Volver a vernos a la cara

El fin de las mascarillas en interiores está un poco más cerca. El Consejo de Ministros del próximo 19 de abril aprobará su retirada en interiores, según ha anunciado esta semana la ministra de Sanidad. Era una de las últimas y, desde luego, la más importante de las restricciones que todavía hay en vigor por la pandemia del coronavirus. Es verdad que no será un adiós generalizado a este apósito quirúrgico, ya que la mascarilla seguirá siendo obligatoria en algunos lugares como residencias de ancianos, hospitales y en el transporte público, pero no me digan que no sienten una emoción especial ante el hecho volver a vernos a la cara, de desprendernos de un bozal que nos lleva acompañando durante los dos últimos años.

Algunos dicen que, después de tanto tiempo, se han acostumbrado a llevar la mascarilla, se sienten cómodos con ella e incluso aseguran que la seguirán utilizando ahora que ya no será obligatoria. A mí, el solo hecho de pensar que volveremos a entrar en un local y podremos verle los rasgos faciales a quienes tenemos alrededor me parece algo maravilloso e innegociable. La boca, la nariz, los pómulos o el mentón configuran la descripción física de las personas y la maldita pandemia nos ha desfigurado y nos ha arrebatado esas facciones, durante los dos últimos años, bajo una mascarilla impersonal.
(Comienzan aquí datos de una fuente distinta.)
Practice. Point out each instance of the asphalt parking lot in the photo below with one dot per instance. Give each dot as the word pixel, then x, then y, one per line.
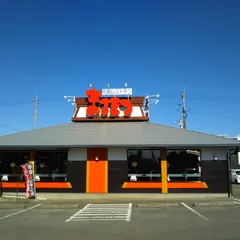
pixel 108 221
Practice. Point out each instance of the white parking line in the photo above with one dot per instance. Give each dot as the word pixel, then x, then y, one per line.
pixel 103 212
pixel 77 213
pixel 236 199
pixel 12 214
pixel 192 210
pixel 129 214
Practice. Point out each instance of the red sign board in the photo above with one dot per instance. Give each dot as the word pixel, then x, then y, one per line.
pixel 94 98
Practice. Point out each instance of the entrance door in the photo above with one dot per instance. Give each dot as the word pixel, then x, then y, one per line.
pixel 97 170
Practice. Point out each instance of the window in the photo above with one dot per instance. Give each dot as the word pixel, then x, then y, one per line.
pixel 10 165
pixel 144 165
pixel 51 166
pixel 184 165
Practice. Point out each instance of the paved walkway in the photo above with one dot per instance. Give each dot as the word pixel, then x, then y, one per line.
pixel 103 212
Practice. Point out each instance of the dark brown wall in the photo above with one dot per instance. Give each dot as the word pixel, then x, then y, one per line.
pixel 214 173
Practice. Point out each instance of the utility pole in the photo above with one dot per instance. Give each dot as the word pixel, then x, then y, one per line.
pixel 149 100
pixel 184 111
pixel 36 102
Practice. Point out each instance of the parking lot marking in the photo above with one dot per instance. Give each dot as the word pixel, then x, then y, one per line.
pixel 12 214
pixel 103 212
pixel 194 211
pixel 236 199
pixel 77 213
pixel 129 214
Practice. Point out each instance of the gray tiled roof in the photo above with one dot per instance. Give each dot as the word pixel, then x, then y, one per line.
pixel 112 134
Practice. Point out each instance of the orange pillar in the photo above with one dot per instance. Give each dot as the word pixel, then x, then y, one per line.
pixel 164 167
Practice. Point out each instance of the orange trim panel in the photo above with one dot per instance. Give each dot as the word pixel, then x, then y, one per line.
pixel 97 176
pixel 170 185
pixel 38 185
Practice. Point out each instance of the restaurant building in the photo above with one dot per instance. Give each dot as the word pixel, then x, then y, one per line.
pixel 111 147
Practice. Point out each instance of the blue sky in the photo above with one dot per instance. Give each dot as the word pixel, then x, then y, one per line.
pixel 57 48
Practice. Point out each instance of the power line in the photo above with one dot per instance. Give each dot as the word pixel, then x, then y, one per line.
pixel 36 102
pixel 183 122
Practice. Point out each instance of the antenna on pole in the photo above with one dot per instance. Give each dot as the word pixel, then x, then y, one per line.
pixel 149 100
pixel 184 111
pixel 36 102
pixel 71 99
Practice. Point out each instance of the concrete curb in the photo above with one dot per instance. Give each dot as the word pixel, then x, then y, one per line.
pixel 214 204
pixel 157 205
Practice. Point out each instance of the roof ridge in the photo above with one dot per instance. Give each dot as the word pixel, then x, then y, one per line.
pixel 35 130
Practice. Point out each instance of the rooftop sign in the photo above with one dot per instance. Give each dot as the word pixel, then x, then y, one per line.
pixel 116 91
pixel 114 103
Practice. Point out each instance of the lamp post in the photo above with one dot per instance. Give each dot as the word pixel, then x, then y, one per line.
pixel 229 173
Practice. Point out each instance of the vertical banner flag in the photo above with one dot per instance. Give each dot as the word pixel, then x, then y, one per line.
pixel 30 183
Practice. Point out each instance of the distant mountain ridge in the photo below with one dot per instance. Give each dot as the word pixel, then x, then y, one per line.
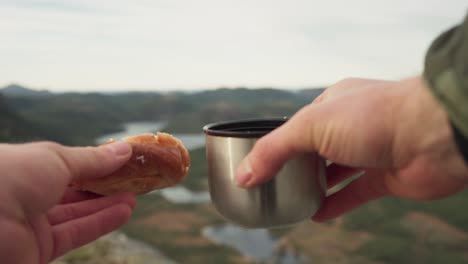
pixel 15 90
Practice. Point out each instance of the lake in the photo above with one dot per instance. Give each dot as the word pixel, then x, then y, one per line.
pixel 257 244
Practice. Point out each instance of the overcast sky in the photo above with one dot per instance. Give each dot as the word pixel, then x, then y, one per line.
pixel 196 44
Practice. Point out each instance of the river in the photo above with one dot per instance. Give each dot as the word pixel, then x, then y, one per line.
pixel 257 244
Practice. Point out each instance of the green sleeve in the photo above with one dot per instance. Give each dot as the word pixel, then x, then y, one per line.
pixel 446 73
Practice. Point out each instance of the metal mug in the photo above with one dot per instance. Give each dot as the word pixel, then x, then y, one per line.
pixel 291 196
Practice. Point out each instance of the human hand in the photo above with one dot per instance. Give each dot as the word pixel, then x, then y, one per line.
pixel 394 132
pixel 40 217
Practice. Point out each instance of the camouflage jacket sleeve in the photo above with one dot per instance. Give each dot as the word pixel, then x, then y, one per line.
pixel 446 73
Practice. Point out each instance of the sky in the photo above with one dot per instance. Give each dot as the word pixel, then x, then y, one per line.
pixel 111 45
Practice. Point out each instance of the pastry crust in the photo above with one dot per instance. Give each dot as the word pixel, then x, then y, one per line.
pixel 158 161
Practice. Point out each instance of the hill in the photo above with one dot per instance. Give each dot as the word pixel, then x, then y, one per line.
pixel 18 90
Una mascarilla que nos ha habrá protegido, aunque tengo mis reticencias, pero que también nos alejado de los demás, nos ha uniformado, nos ha despersonalizado, nos ha arrebatado sonrisas, besos, muecas, gestos, bocas pequeñas y bocas grandes, labios finos y labios carnosos, narices de todos los tamaños, grandes, pequeñas, ganchudas, aguileñas, chatas, retocadas, sin retocar, barbas, bigotes… Nos ha arrebatado tanto ese pequeño trapo profiláctico durante todo este tiempo que liberarnos de las mascarillas me parece, sin duda, una de las mejores noticias de lo que llevamos de año, que no está siendo precisamente pródigo en buenas nuevas.

Cuando esta semana le comentaba a mis hijas de siete años que, al regresar de las vacaciones de Semana Santa, ya no tendrán que llevar la mascarilla mientras permanecen en clase, se dibujaba en ambas un rostro de incredulidad y, al mismo tiempo, de vértigo ante lo desconocido, pero también una mirada de alegría y una sensación de liberación.
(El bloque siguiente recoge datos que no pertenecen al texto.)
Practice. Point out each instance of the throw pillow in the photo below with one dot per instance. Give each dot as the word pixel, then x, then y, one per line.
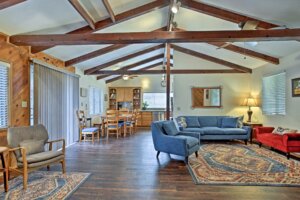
pixel 282 131
pixel 240 121
pixel 33 146
pixel 182 122
pixel 192 122
pixel 230 122
pixel 170 128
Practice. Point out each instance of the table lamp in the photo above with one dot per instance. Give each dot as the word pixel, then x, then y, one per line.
pixel 250 102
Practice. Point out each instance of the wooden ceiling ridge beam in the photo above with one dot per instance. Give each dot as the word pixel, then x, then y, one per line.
pixel 8 3
pixel 212 59
pixel 173 71
pixel 148 67
pixel 121 59
pixel 157 37
pixel 109 10
pixel 99 52
pixel 144 68
pixel 125 16
pixel 243 51
pixel 224 14
pixel 83 12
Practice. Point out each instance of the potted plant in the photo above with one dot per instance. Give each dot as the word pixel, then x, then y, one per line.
pixel 145 105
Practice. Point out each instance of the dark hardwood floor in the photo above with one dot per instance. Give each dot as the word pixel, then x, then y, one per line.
pixel 127 168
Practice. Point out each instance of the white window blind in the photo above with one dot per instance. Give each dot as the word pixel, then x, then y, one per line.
pixel 274 94
pixel 156 100
pixel 3 96
pixel 95 102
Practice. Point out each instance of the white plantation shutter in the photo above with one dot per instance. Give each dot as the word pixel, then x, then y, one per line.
pixel 274 94
pixel 3 96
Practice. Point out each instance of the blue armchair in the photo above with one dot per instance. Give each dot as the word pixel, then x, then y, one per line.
pixel 166 138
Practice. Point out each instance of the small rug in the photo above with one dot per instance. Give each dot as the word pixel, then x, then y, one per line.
pixel 44 185
pixel 238 164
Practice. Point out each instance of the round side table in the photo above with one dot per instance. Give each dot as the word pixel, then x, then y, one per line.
pixel 4 169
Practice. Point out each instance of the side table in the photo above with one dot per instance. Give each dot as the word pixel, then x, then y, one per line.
pixel 252 125
pixel 4 169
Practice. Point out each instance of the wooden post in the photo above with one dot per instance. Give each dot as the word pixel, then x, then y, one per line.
pixel 168 85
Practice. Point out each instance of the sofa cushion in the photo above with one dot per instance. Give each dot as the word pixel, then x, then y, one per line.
pixel 39 157
pixel 33 146
pixel 191 141
pixel 192 122
pixel 170 128
pixel 234 131
pixel 211 131
pixel 208 121
pixel 229 122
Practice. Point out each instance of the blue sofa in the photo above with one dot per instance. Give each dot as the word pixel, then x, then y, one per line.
pixel 215 127
pixel 166 138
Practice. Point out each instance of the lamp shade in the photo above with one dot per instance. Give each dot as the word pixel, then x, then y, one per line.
pixel 251 102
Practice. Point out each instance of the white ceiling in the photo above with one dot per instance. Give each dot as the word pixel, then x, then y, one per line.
pixel 57 16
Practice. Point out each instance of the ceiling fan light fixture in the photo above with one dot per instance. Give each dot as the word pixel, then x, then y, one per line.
pixel 175 6
pixel 125 77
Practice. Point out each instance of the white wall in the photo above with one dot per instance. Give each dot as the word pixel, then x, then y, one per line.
pixel 235 87
pixel 291 64
pixel 149 83
pixel 86 82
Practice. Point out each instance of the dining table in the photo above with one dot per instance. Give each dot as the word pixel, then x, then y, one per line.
pixel 122 116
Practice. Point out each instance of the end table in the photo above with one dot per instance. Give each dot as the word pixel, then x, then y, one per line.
pixel 252 125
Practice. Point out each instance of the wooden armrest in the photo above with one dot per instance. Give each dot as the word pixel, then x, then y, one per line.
pixel 54 141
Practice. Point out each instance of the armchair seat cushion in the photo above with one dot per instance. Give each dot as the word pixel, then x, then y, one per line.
pixel 43 156
pixel 191 141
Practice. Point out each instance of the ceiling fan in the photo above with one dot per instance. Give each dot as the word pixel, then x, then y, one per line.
pixel 248 25
pixel 126 77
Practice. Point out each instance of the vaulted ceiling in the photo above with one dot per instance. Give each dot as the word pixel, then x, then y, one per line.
pixel 34 17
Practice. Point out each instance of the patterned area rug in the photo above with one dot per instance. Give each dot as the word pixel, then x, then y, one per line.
pixel 237 164
pixel 44 185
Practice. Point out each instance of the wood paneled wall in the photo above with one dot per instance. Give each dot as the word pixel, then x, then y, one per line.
pixel 19 60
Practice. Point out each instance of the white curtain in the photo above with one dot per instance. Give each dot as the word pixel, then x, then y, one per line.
pixel 56 102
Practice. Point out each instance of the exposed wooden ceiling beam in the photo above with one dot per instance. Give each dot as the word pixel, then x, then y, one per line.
pixel 99 52
pixel 145 61
pixel 212 59
pixel 8 3
pixel 156 37
pixel 243 51
pixel 127 57
pixel 128 68
pixel 174 71
pixel 84 14
pixel 145 68
pixel 223 13
pixel 127 15
pixel 246 52
pixel 94 54
pixel 109 10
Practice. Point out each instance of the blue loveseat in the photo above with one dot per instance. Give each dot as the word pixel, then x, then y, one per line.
pixel 215 127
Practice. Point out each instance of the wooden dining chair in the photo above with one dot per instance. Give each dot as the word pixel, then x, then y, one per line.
pixel 113 125
pixel 85 131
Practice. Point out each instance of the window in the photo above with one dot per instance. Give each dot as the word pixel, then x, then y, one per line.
pixel 95 101
pixel 273 102
pixel 4 85
pixel 155 100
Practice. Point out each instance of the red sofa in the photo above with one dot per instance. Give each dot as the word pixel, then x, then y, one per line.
pixel 287 143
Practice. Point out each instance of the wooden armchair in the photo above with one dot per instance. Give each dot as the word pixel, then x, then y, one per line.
pixel 27 144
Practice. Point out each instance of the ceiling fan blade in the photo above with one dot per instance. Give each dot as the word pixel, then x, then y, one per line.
pixel 250 25
pixel 224 45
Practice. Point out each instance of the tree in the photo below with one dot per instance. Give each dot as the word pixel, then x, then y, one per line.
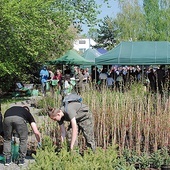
pixel 107 33
pixel 135 22
pixel 33 31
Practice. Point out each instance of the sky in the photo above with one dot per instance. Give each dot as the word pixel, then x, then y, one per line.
pixel 111 12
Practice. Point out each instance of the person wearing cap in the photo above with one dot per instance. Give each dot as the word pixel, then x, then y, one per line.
pixel 44 75
pixel 16 118
pixel 80 118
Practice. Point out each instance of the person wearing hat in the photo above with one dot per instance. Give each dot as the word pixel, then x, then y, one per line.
pixel 16 118
pixel 44 75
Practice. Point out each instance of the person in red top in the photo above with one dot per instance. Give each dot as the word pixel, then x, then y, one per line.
pixel 16 118
pixel 58 76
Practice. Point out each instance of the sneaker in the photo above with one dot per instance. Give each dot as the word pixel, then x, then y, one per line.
pixel 21 161
pixel 8 161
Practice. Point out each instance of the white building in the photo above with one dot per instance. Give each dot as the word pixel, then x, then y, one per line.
pixel 82 45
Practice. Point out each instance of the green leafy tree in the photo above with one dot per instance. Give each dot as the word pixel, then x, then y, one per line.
pixel 33 31
pixel 107 33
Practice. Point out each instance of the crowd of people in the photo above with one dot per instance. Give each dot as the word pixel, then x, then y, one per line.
pixel 65 82
pixel 117 78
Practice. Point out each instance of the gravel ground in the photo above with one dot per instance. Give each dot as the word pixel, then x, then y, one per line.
pixel 29 102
“¿De verdad ya no tendremos que llevar mascarilla, papá? ¿Tampoco en la clase?”, me insistían ambas, como si no se creyeran la noticia. “¿Y quién lo ha dicho? ¿Pedro Sánchez?”, se preguntaban en voz alta, con esa inocencia intuitiva maravillosa que les acompaña a estas edades. Pienso en ellas y en el resto de niños y niñas que durante estos dos últimos años han sobrellevado esta situación con resignación ejemplar, con su boca y narices tapadas sin entender demasiado, sin saber durante cuánto tiempo, sin entender muy bien por qué a veces sí y otras no era necesaria la mascarilla.
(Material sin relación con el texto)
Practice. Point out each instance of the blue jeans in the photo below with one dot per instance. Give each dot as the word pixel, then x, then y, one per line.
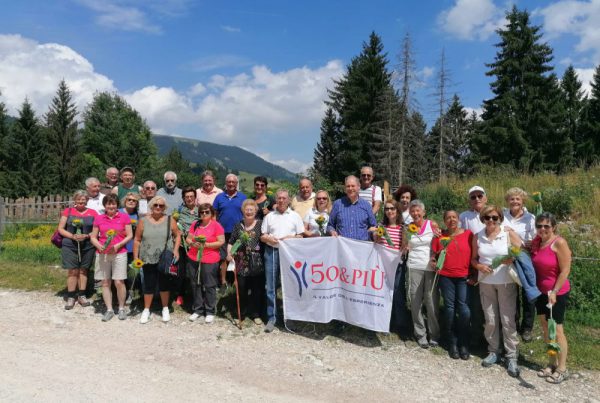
pixel 272 274
pixel 454 291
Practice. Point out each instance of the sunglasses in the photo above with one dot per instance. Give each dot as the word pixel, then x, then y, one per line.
pixel 493 218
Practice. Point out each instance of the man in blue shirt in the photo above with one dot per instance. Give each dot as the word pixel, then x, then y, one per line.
pixel 351 216
pixel 229 212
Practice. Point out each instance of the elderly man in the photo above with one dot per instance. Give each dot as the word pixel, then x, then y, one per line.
pixel 228 205
pixel 305 199
pixel 112 180
pixel 127 184
pixel 208 192
pixel 351 216
pixel 92 187
pixel 280 224
pixel 368 191
pixel 148 193
pixel 170 191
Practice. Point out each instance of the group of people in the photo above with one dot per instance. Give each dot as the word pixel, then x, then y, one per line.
pixel 470 260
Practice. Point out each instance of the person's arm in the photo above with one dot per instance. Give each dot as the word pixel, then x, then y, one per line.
pixel 563 253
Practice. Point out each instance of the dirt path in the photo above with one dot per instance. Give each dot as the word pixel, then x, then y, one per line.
pixel 49 354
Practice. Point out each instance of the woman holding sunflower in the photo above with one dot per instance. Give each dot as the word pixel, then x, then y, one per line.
pixel 112 231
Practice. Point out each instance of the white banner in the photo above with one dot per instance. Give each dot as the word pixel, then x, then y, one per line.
pixel 338 278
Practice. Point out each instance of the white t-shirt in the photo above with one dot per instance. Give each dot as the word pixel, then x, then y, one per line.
pixel 282 224
pixel 370 194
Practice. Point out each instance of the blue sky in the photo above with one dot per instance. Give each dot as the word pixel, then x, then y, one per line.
pixel 255 73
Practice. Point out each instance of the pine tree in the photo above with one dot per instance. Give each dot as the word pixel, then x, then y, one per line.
pixel 517 121
pixel 62 132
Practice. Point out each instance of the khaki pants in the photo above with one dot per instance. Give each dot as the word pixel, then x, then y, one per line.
pixel 499 303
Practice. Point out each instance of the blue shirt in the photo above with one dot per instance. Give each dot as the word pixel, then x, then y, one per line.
pixel 351 220
pixel 229 209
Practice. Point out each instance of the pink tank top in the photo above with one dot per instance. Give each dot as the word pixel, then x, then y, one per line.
pixel 545 262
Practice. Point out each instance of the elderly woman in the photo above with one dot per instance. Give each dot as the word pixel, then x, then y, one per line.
pixel 248 261
pixel 417 242
pixel 404 195
pixel 321 208
pixel 155 232
pixel 497 289
pixel 112 231
pixel 522 222
pixel 75 226
pixel 551 258
pixel 453 282
pixel 203 262
pixel 263 200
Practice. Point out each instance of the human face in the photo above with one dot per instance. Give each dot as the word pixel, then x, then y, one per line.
pixel 93 189
pixel 352 190
pixel 390 212
pixel 366 177
pixel 170 182
pixel 189 199
pixel 405 200
pixel 305 189
pixel 544 230
pixel 208 183
pixel 231 184
pixel 110 209
pixel 451 220
pixel 477 200
pixel 260 188
pixel 417 214
pixel 283 201
pixel 127 178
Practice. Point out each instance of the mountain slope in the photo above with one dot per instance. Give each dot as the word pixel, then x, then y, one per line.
pixel 232 157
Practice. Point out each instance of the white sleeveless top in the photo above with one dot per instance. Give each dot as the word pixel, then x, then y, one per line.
pixel 419 248
pixel 488 250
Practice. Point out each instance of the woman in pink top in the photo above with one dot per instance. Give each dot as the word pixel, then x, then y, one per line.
pixel 111 233
pixel 551 258
pixel 204 268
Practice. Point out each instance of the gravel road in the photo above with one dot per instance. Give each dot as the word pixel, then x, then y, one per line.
pixel 49 354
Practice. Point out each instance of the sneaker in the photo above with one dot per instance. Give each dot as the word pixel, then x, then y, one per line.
pixel 70 304
pixel 513 368
pixel 270 326
pixel 145 316
pixel 108 315
pixel 490 360
pixel 166 314
pixel 83 301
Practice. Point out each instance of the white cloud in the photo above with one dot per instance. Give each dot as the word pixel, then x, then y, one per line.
pixel 471 19
pixel 33 70
pixel 578 18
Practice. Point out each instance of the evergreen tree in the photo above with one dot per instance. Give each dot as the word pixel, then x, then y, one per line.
pixel 62 132
pixel 116 134
pixel 517 120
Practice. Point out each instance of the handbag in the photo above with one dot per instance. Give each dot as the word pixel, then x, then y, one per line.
pixel 166 260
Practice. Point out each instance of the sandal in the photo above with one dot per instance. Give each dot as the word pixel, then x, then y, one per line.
pixel 558 376
pixel 546 372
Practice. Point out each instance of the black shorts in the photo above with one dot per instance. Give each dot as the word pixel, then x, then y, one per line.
pixel 558 309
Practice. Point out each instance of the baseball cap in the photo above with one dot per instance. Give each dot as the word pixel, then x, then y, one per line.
pixel 476 189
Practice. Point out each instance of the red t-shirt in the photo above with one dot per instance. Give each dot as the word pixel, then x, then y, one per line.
pixel 458 255
pixel 211 231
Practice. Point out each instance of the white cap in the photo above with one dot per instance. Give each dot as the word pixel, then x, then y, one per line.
pixel 476 189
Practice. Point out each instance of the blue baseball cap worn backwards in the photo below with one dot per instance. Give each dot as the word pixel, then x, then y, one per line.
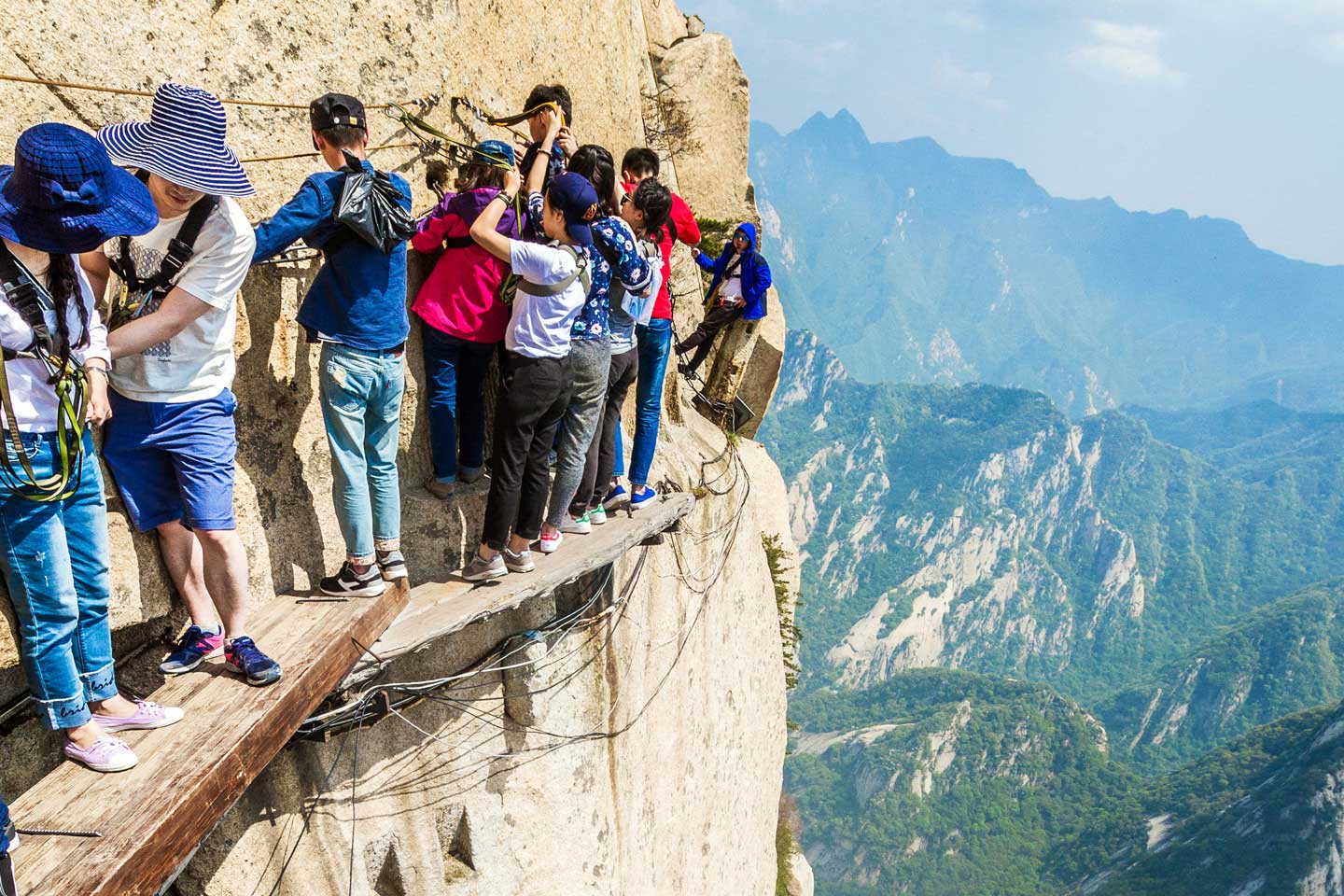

Reconozco que he sido un ciudadano ejemplar en el uso de la mascarilla y así he procurado inculcarlo en mi entorno. Pero ahora descuento los días para liberarnos, también en los interiores, del bozo que nos ha acompañado durante esta larga travesía de una pandemia que algunos decían al principio que afectaría a casos contados porque la teníamos controlada. Esperemos que este paso hacia la normalidad sea definitivo y no haya nuevos episodios de regresión. Volvamos a mostrarnos sin filtros. Volvamos a vernos la cara.